Five-year-old Tafida Raqeeb is at the centre of a High Court life-support treatment row.

Doctors treating Tafida at the Royal London Hospital in Whitechapel say she has permanent brain damage and no chance of recovery.

Bosses at Barts Health NHS Trust, which runs the hospital, want Mr Justice MacDonald to rule that stopping life-support treatment is in her best interests.

Tafida's parents, who live in Upton Park, want to move her to Gaslini children's hospital in Genoa, Italy, and have organised funding.

Her mother, solicitor Shelina Begum, 39, and father, construction consultant Mohammed Raqeeb, 45, say doctors there will keep providing life-support treatment until Tafida is diagnosed as brain dead.

Mr Justice MacDonald is analysing the dispute at a High Court trial in London.

Lawyers have taken legal action in Tafida's name and been given instructions by a relative.

They say the youngster has been denied her right to elect to receive medical care in another European state.

Vikram Sachdeva QC, leading Tafida's legal team, told that judge: "When you drill down it is based on differing views of what quality of life Tafida has.

"Clinicians (in England) don't think she has a quality of life.
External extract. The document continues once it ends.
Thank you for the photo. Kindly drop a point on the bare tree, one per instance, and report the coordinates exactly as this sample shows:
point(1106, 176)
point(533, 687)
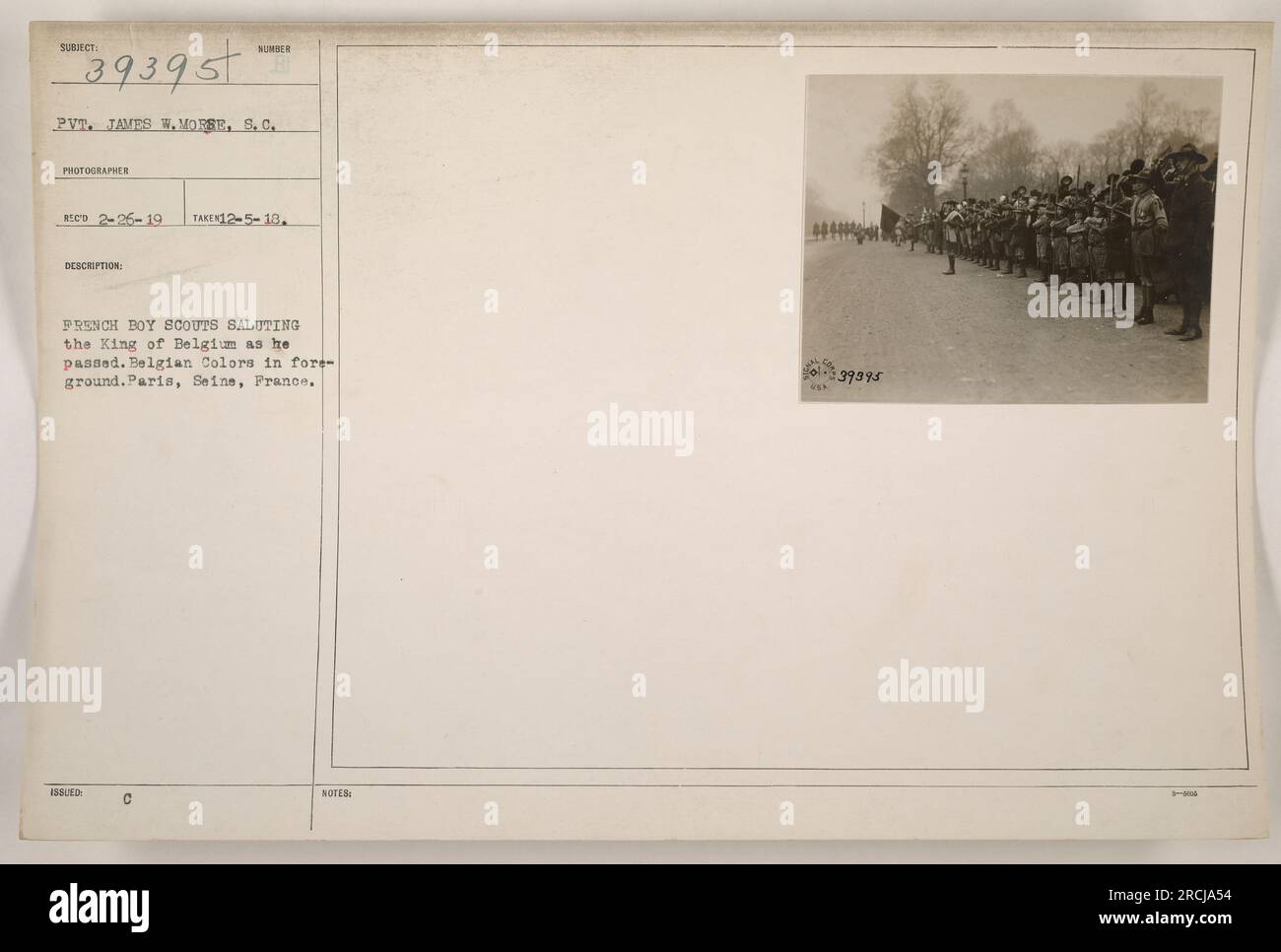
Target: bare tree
point(923, 126)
Her parents do."

He said the couple wanted to take Tafida to a country where she would keep getting life-support treatment and where doctors' views on quality of life were in line with their own.

Mr Justice MacDonald has been told Tafida woke her parents in the early hours in February complaining of a headache.
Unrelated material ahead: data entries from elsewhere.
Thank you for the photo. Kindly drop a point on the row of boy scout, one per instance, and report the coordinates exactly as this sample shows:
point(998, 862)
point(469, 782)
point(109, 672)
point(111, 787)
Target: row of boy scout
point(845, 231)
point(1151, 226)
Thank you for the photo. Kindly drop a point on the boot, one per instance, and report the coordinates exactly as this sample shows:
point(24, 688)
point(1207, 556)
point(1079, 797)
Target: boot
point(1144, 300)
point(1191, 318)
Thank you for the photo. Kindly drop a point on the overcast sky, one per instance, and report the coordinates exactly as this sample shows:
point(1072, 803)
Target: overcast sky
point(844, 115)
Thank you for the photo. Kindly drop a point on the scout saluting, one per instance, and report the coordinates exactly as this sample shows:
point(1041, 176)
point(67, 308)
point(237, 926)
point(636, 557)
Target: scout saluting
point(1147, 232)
She collapsed shortly afterwards and doctors discovered that blood vessels in her brain had ruptured.

Katie Gollop QC, who leads the trust's legal team, has told the judge no-one knew blood vessels in Tafida's brain were "tangled up".

Tafida could not now swallow, taste or see, the judge heard.
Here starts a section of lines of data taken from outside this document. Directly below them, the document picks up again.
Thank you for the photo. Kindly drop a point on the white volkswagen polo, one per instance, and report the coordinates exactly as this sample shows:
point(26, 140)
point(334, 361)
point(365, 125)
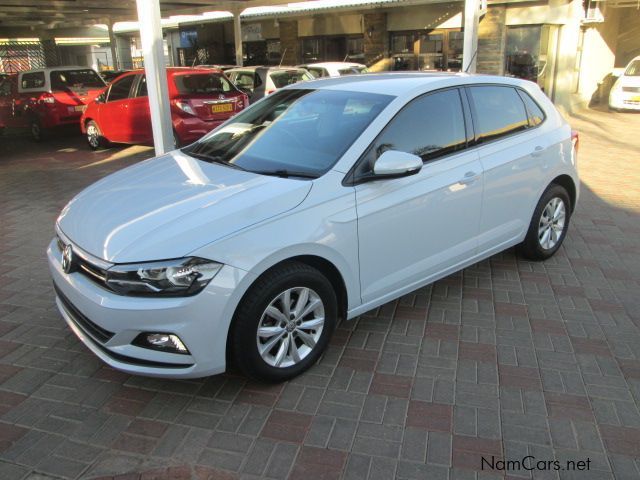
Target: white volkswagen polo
point(315, 205)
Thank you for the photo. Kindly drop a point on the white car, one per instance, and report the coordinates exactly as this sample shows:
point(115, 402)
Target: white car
point(334, 69)
point(625, 93)
point(319, 203)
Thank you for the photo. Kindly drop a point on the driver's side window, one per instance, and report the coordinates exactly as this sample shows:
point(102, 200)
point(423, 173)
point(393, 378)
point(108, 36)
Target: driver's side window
point(430, 126)
point(120, 90)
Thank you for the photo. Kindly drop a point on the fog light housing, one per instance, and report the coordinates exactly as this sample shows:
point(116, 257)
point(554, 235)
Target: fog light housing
point(165, 342)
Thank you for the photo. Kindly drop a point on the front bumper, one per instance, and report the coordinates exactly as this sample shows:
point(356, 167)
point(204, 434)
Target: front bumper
point(108, 323)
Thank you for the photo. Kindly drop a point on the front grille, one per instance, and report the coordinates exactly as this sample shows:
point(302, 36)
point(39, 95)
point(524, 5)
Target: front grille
point(94, 331)
point(89, 269)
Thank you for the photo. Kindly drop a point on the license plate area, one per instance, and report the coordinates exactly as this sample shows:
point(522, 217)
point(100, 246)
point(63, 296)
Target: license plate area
point(221, 108)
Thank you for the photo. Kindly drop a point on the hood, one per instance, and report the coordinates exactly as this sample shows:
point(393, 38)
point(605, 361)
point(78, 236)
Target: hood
point(169, 206)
Miss Gollop said Tafida might be able to "hear a little", but could not breathe for herself and could not "experience touch" in large parts of her body.

She said all doctors who were asked for an opinion, including Italian medics and a specialist at Great Ormond Street in London, said Tafida would never come off a ventilator and would always need artificial assistance.

Miss Gollop said doctors thought the little girl was "beyond experience".

She said the Gaslini hospital was offering to continue life-support treatment as a "comfort" to the family.

Gaslini specialists would continue to provide life-support treatment for parents who could pay and wanted such treatment to continue, she said.

Lawyers have told the judge that Tafida's case has echoes of similar high-profile life support treatment cases involving three children - Charlie Gard, Alfie Evans and Isaiah Haastrup.